The CHILL Prolog code is available via anonymous ftp. See the INDEX file there for details.
Pointers to papers on CHILL and CHILLIN can be found on our Natural-Language Learning and ILP research page. Below are some standard references (click on the open book image).
Proceedings of the Thirteenth National Conference on Aritificial Intelligence,
pp. 1050-1055, Portland, OR, August, 1996. (AAAI-96)
This paper presents recent work using the CHILL parser acquisition
system to automate the construction of a natural-language interface
for database queries. CHILL treats parser acquisition as the learning
of search-control rules within a logic program representing a
shift-reduce parser and uses techniques from Inductive Logic
Programming to learn relational control knowledge. Starting with a
general framework for constructing a suitable logical form, CHILL is
able to train on a corpus comprising sentences paired with database
queries and induce parsers that map subsequent sentences directly into
executable queries. Experimental results with a complete
database-query application for U.S. geography show that CHILL is able
to learn parsers that outperform a pre-existing, hand-crafted
counterpart. These results demonstrate the ability of a corpus-based
system to produce more than purely syntactic representations. They
also provide direct evidence of the utility of an empirical approach
at the level of a complete natural language application.

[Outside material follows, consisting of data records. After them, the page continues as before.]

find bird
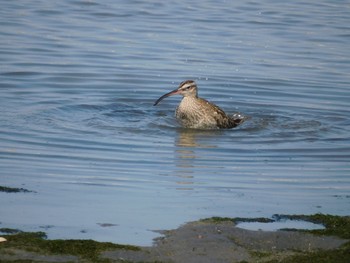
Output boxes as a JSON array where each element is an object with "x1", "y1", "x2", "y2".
[{"x1": 153, "y1": 80, "x2": 246, "y2": 129}]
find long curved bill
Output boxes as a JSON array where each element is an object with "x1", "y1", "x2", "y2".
[{"x1": 153, "y1": 89, "x2": 179, "y2": 106}]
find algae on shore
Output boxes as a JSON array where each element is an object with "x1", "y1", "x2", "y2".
[{"x1": 0, "y1": 214, "x2": 350, "y2": 263}]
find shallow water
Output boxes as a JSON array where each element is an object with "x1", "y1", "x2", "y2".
[{"x1": 0, "y1": 0, "x2": 350, "y2": 245}]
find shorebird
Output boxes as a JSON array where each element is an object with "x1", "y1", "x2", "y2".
[{"x1": 153, "y1": 80, "x2": 245, "y2": 129}]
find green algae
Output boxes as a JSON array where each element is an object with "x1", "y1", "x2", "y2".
[
  {"x1": 0, "y1": 232, "x2": 140, "y2": 262},
  {"x1": 0, "y1": 214, "x2": 350, "y2": 263},
  {"x1": 274, "y1": 214, "x2": 350, "y2": 239},
  {"x1": 201, "y1": 214, "x2": 350, "y2": 263}
]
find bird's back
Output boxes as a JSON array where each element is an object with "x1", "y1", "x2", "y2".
[{"x1": 175, "y1": 97, "x2": 244, "y2": 129}]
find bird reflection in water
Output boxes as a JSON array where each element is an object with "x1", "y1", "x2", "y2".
[{"x1": 174, "y1": 128, "x2": 219, "y2": 190}]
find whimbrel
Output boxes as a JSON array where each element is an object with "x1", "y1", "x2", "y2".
[{"x1": 154, "y1": 80, "x2": 245, "y2": 129}]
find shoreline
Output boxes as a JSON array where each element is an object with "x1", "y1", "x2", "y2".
[{"x1": 0, "y1": 214, "x2": 350, "y2": 263}]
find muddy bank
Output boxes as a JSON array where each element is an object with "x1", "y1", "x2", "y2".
[{"x1": 0, "y1": 215, "x2": 350, "y2": 263}]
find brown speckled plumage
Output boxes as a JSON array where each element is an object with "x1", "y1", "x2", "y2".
[{"x1": 154, "y1": 80, "x2": 245, "y2": 129}]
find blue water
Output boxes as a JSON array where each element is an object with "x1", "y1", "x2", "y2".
[{"x1": 0, "y1": 0, "x2": 350, "y2": 245}]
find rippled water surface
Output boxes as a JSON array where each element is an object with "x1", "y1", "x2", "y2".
[{"x1": 0, "y1": 0, "x2": 350, "y2": 245}]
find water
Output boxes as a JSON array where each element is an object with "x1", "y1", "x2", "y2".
[{"x1": 0, "y1": 0, "x2": 350, "y2": 248}]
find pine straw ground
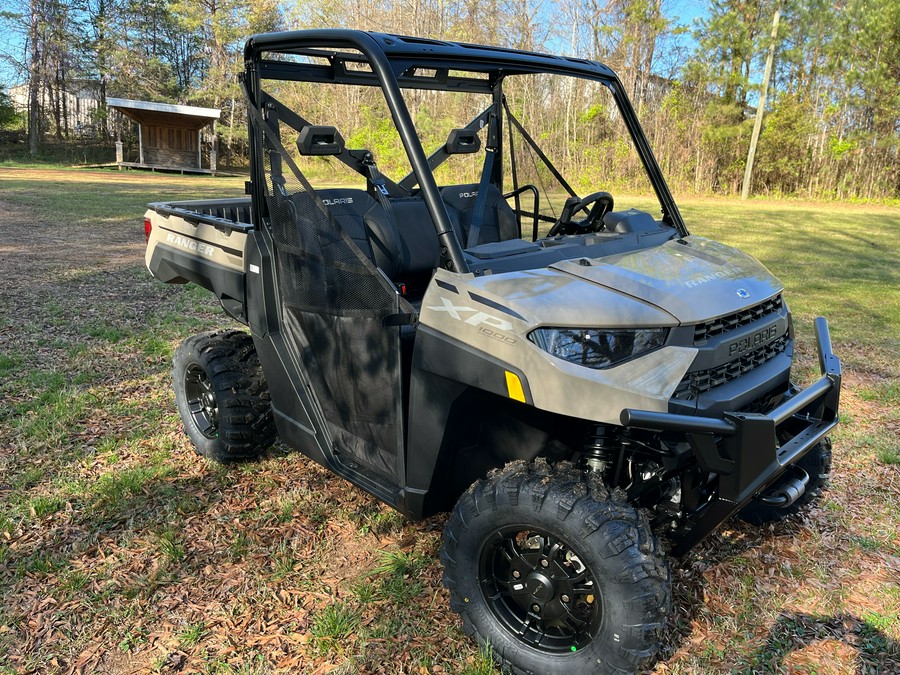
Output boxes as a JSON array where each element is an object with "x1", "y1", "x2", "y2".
[{"x1": 0, "y1": 165, "x2": 900, "y2": 675}]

Submitted to Computational Lingusitics
Empirical methods for building natural language systems has become
an important area of research in recent years. Most current
approaches are based on propositional learning algorithms and have
been applied to the problem of acquiring broad-coverage parsers for
relatively shallow (syntactic) representations. This paper outlines
an alternative empirical approach based on techniques from a
subfield of machine learning known as Inductive Logic Programming
(ILP). ILP algorithms, which learn relational (first-order) rules,
are used in a parser acquisition system called CHILL that
learns rules to control the behavior of a traditional shift-reduce
parser. Using this approach, CHILL is able to learn parsers
for a variety of different types of analyses, from traditional
syntax trees to more meaning-oriented case-role and database query
forms. Experimental evidence shows that CHILL performs
comparably to propositional learning systems on similar tasks, and
is able to go beyond the broad-but-shallow paradigm and learn
mappings directly from sentences into useful semantic
representations. In a complete database-query application, parsers
learned by CHILL outperform an existing hand-crafted system,
demonstrating the promise of empricial techniques for automating the
construction certain NLP systems.
This dissertation details the architecture, implementation and
evaluation of CHILL a computer system for acquiring natural
language parsers by training over corpora of parsed text. CHILL
treats language acquisition as the learning of search-control rules
within a logic program that implements a shift-reduce parser. Control
rules are induced using a novel ILP algorithm which handles difficult
issues arising in the induction of search-control heuristics. Both
the control-rule framework and the induction algorithm are crucial to
CHILL's success.
The main advantage of CHILL over propositional counterparts is
its flexibility in handling varied representations. CHILL has
produced parsers for various analyses including case-role mapping,
detailed syntactic parse trees, and a logical form suitable for
expressing first-order database queries. All of these tasks are
accomplished within the same framework, using a single, general
learning method that can acquire new syntactic and semantic categories
for resolving ambiguities.
Experimental evidence from both aritificial and real-world corpora
demonstrate that CHILL learns parsers as well or better than
previous artificial neural network or probablistic approaches on
comparable tasks. In the database query domain, which goes beyond the
scope of previous empirical approaches, the learned parser outperforms
an existing hand-crafted system. These results support the claim that
ILP techniques as implemented in CHILL represent a viable
alternative with significant potential advantages over neural-network,
propositional, and probablistic approaches to empirical parser
construction.
Ph.D. Thesis, Department of Computer Sciences, University of Texas at Austin, August, 1995. (Technical Report AI96-249)
Designing computer systems to understand natural language input is a
difficult task. In recent years there has been considerable interest
in corpus-based methods for constructing natural language parsers.
These empirical approaches replace hand-crafted grammars with
linguistic models acquired through automated training over language
corpora. A common thread among such methods to date is the use of
propositional or probablistic representations for the learned
knowledge. This dissertation presents an alternative approach based
on techniques from a subfield of machine learning known as inductive
logic programming (ILP). ILP, which investigates the learning of
relational (first-order) rules, provides an empirical method for
acquiring knowledge within traditional, symbolic parsing frameworks.